China Consumer

Water to wine

Wahaha is expanding into the booming baijiu business

Wahaha w

It became apparent it’s not easy to make money in the China market when Coca-Cola saw the need to deviate from its traditional soft drink formulas and launch a health supplement drink (see WiC495).

The same logic may also apply to Wahaha. Meaning ‘children laughing’ in Chinese, Wahaha began life in the 1980s selling nutritional drinks that targeted Chinese kids.

The Hangzhou firm’s founder Zong Qinghou has been lauded by various compilers of wealth rankings as ‘China’s richest man’ several times.

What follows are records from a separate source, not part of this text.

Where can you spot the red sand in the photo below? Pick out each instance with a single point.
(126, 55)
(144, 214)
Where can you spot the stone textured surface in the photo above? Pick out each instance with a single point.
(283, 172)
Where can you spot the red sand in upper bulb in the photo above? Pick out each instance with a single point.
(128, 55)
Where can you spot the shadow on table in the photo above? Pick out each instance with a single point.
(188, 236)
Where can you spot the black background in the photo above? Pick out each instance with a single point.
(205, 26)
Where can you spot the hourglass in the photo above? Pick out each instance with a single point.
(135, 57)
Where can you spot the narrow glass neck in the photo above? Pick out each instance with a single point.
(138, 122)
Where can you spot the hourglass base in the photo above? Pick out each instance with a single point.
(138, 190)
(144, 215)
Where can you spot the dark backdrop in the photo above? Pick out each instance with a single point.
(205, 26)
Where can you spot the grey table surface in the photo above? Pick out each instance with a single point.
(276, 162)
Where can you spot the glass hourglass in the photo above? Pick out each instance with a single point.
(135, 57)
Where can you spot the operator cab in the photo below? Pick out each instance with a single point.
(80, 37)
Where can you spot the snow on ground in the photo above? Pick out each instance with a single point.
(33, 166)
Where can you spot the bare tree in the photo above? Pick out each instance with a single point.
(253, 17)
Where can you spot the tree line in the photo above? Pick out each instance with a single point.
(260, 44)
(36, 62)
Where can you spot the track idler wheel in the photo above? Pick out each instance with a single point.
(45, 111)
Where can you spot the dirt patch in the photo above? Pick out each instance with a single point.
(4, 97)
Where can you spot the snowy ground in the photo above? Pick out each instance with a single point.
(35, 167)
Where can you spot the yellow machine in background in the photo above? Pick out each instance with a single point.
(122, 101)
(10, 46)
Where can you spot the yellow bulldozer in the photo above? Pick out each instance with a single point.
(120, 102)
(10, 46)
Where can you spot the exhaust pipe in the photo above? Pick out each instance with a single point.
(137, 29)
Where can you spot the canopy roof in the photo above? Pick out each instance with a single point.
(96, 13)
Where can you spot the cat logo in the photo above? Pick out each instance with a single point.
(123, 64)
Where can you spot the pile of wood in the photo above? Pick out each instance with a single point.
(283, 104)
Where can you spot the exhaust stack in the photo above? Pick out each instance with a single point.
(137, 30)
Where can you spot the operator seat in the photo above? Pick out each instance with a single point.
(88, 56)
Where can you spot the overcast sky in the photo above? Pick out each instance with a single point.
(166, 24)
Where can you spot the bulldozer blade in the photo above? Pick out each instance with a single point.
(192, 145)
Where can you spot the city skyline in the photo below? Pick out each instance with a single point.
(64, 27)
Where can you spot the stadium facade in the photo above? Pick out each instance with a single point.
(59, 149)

Nevertheless intense market competition has seen Wahaha expanding into different fields such as baby formula, bottled water and commercial properties.

Yet it still came as a surprise when consumers spotted that two new Wahaha brands of grain wine, or baijiu, went on sale during the Chinese New Year.

One of the new product lines was named after the founder’s family name and a 500ml bottle is selling for Rmb1,388($217). This is pricier than the indicative retail price of a standard bottle of Moutai, China’s most famous baijiu, news portal 36Kr reported.

“I drank Wahaha’s nutritional drinks when I was a kid and now I am being offered for purchase Wahaha’s rice wine. The company has indeed been growing up with me,” one of the most popularly liked comments on weibo suggested.

This is not Wahaha’s first foray into the liquor market. In 2013, when the baijiu sector was hit by Chinese leader Xi Jinping’s anti-corruption campaign, Zong announced a then counterintuitive plan to invest Rmb15 billion into the beleaguered spirits market.

Wahaha’s former foray into the baijiu market was not encouraging, China Securities Journal reported, as the plan was rapidly shelved. Wahaha subsequently made little mention of the initiative.

The company’s return this month to the very same market is indicative of the ‘growth pains’ it is going through, 36Kr noted. Its far earlier expansion into bottled waters, for example, has been met with stiff competition from Nongfu Spring, another fast-moving goods heavyweight based in Hangzhou.

Competition in the baijiu world is pretty feisty too. There are at least 18 listed firms in China with their own grain wine offering, including the most valuable A-share Kweichow Moutai. Many of them have seen their share prices double over the past two years. Perhaps that’s why Zong’s back in the market.